Ночь 16 февраля 1833.

(Генриетте Вульф.) Дорогая фрекен![32] Я дал Вам проглядеть «книжку с картинками» моей жизни, отчего же не дать Вам заглянуть и в книжку моего сердца? Вы ведь одна из немногих действительно любящих меня, и я дорожу этим больше, чем Вы полагаете. Вы, пожалуй, скажете, что письмо это вызвано дурным настроением духа и адресовано к Вам только случайно — по капризу, но это не так. Когда-нибудь в ином мире мы еще потолкуем об этом, и Вы увидите тогда, что ко мне не вполне подходит кличка «господин Ego», которую Вы дали мне — впрочем, может быть, в шутку. Неужели Вы думаете, что я не понимаю Вашего положения, тоски по братьям и многого другого?
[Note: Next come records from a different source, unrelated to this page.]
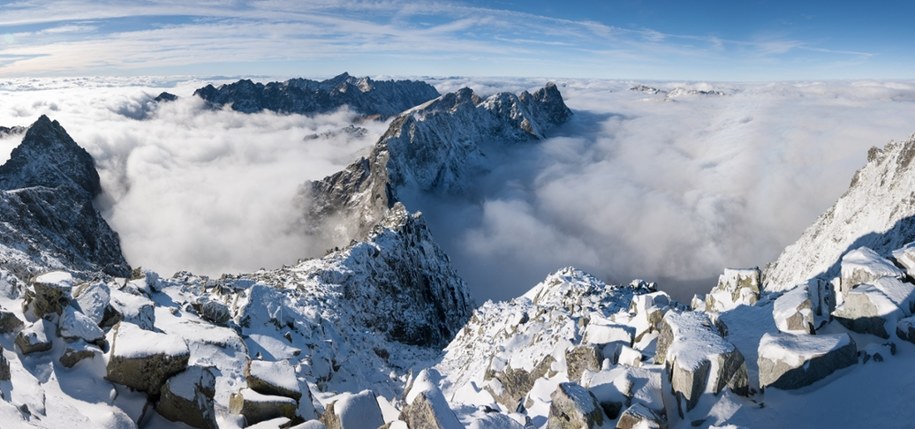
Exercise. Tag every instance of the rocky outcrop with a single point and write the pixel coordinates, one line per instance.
(573, 407)
(435, 148)
(46, 192)
(188, 398)
(144, 360)
(303, 96)
(697, 358)
(789, 361)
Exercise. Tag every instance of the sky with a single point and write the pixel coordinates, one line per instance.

Я все это отлично понимаю, но у Вас все-таки есть родной дом, родители! А я вот сижу в своей каморке один-одинешенек и мучаюсь — пожалуй, больше, чем следовало бы, но мучение все-таки остается мучением! Бывает, что некоторые страницы в дневнике сердца так слипаются, что их может раскрыть один Господь Бог, и как я вообще ни откровенен, найдутся и у меня такие горести, причины которых я не смею, не умею даже назвать… Я и, выйдя из юношеского возраста, продолжал оставаться ребенком. Настоящей же юности я не знавал никогда! И я бесконечно тоскую по ней; мне страстно хочется порвать с хандрой, со всеми привычками и наслаждаться жизнью как разумное существо. Многое мне хочется забыть, чтобы вместо этого научиться другому, лучшему, но судьба все как-то играет со мною в жмурки. Я глубоко убежден в том, что из меня ничего не выйдет, если мне не удастся вырваться отсюда. Оставаться здесь для меня равносильно гибели. Со временем Вы увидите, насколько я был прав. Эленшлегер глубоко прав, утверждая, что я — поэтическая фигура. Такой я, пожалуй, являюсь и в Ваших глазах. Ах, если бы я только мог излить в стихах всю свою душу. ‹…› Мне недостает гордости, сказали Вы мне однажды. На такие слова неудобно отвечать лицом к лицу, но здесь я готов сознаться, что Вы были правы. Но уж таким я уродился. А вот дайте-ка только болотному растению развернуться, закалиться в бурях и невзгодах — небось солнце поэзии не преминет облагородить его соки, и Вы увидите, что и оно запасется характером и зазеленеет, даром что растет себе одно-одинешенько! Г.X. Андерсен.

Париж, 28 мая 1833.

(Эдварду Коллину.) …Я много работаю, и уже написал первые сцены «Агнеты», которыми очень доволен. Не отошлю вам, однако, ничего, пока не будет готово все произведение, оно должно превзойти все, что я писал до сих пор. Хочу взять своих противников приступом или по крайней мере заставить их молчать, а это лучше всего можно сделать своими трудами…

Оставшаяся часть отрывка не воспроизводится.